Most States With Own Exchanges To Offer ‘Employee Choice’
Most of the 17 states that have chosen to operate their own health insurance exchanges under the Affordable Care Act plan to offer small business workers the "employee choice" coverage option in 2014, which the Obama administration has delayed in the exchanges that the federal government will operate, according to a report released by the Commonwealth Fund, Kaiser Health News' "Capsules" reports (Appleby, "Capsules," Kaiser Health News, 7/11).
Background
Last month, the administration confirmed that it will delay for one year an aspect of the Small Business Health Options Program because it is too complex for insurers to implement by 2014.
Under the ACA, SHOP allows small businesses to offer either a single plan to all of their workers or select a benefit level and allow employees to choose among several plans offered at that level.
The delay applies only to the portion of SHOP in which employees can select from multiple plans. SHOP still will be available for small businesses to select a single plan for all of their workers as scheduled in 2014.
The delay applies to businesses operating in the 33 states with federal or partnership health insurance exchanges, although the 17 states running their own insurance marketplace could enact a similar delay, the administration said (California Healthline, 6/3).
Report Details
According to the Commonwealth Fund report -- prepared by researchers from Georgetown University's Health Policy Institute -- Washington D.C. and 15 of the 17 states that will run their own exchanges plan to offer the "employee choice" aspect of the SHOP provision as a way to make small business marketplaces more attractive to employers and workers.
Idaho has opted out of employee-choice aspect because it is using the federal exchange's information technology program, while New Mexico is still considering its options.
Seven of the 15 states -- Hawaii, Minnesota, Nevada, New York, Oregon, Rhode Island and Vermont -- will allow workers to choose their coverage plan from a selection of insurers and coverage levels.
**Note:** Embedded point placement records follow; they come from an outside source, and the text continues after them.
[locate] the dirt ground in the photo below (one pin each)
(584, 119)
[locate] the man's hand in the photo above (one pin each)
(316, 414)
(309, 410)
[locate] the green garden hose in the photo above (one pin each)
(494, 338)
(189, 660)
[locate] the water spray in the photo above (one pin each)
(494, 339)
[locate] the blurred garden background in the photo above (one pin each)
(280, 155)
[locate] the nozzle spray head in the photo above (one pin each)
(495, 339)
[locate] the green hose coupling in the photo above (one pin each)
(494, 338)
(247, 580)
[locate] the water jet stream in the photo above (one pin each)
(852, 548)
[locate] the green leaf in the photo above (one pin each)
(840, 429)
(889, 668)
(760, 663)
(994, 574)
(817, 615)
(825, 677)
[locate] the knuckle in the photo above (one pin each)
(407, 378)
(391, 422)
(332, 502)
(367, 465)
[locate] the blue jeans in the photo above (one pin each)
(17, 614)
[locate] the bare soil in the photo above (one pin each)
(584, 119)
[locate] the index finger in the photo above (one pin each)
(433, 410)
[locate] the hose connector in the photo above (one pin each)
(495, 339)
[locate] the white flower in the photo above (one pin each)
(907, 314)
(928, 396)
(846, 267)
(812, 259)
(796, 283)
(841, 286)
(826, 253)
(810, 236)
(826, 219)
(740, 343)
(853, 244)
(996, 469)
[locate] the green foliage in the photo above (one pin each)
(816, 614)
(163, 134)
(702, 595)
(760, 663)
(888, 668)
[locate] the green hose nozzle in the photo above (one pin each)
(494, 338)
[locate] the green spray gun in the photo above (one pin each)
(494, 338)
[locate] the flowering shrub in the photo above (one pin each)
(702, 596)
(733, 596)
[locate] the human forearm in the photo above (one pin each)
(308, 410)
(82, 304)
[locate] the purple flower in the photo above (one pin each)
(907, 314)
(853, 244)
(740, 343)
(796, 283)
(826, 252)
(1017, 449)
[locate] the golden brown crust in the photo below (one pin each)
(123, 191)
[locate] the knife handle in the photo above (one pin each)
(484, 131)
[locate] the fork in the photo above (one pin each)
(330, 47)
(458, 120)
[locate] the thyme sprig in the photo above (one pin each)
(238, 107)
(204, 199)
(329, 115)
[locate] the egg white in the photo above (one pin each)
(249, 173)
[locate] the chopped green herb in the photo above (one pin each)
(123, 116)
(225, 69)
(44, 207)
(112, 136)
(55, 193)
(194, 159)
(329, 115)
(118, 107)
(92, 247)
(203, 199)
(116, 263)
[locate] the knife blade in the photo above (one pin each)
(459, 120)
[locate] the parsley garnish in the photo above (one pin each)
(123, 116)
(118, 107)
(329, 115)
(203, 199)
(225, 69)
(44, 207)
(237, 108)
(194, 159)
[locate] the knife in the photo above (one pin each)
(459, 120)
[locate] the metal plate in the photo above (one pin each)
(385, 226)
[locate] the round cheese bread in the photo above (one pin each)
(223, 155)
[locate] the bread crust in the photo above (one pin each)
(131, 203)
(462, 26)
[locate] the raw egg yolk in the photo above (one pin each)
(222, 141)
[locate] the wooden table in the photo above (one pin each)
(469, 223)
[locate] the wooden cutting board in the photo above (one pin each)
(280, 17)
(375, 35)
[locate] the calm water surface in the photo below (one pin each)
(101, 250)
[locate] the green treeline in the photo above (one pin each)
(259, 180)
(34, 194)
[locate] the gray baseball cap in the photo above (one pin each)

Most of the remaining eight states plan to let workers select only among plans at a specific level of coverage selected by employers.
However, two of the 15 states have slowed their efforts on the employee-choice aspect, the researchers reported. Washington state initially will offer the employee-choice aspect in only one region of the state because fewer-than-expected insurers applied to participate in its exchanges.
Meanwhile, Maryland will delay the launch of the employee-choice market until January 1, 2014, three months after its exchange opens for general enrollment, and coverage in the state's employee-choice market will not launch until March 1 ("Capsules," Kaiser Health News, 7/11).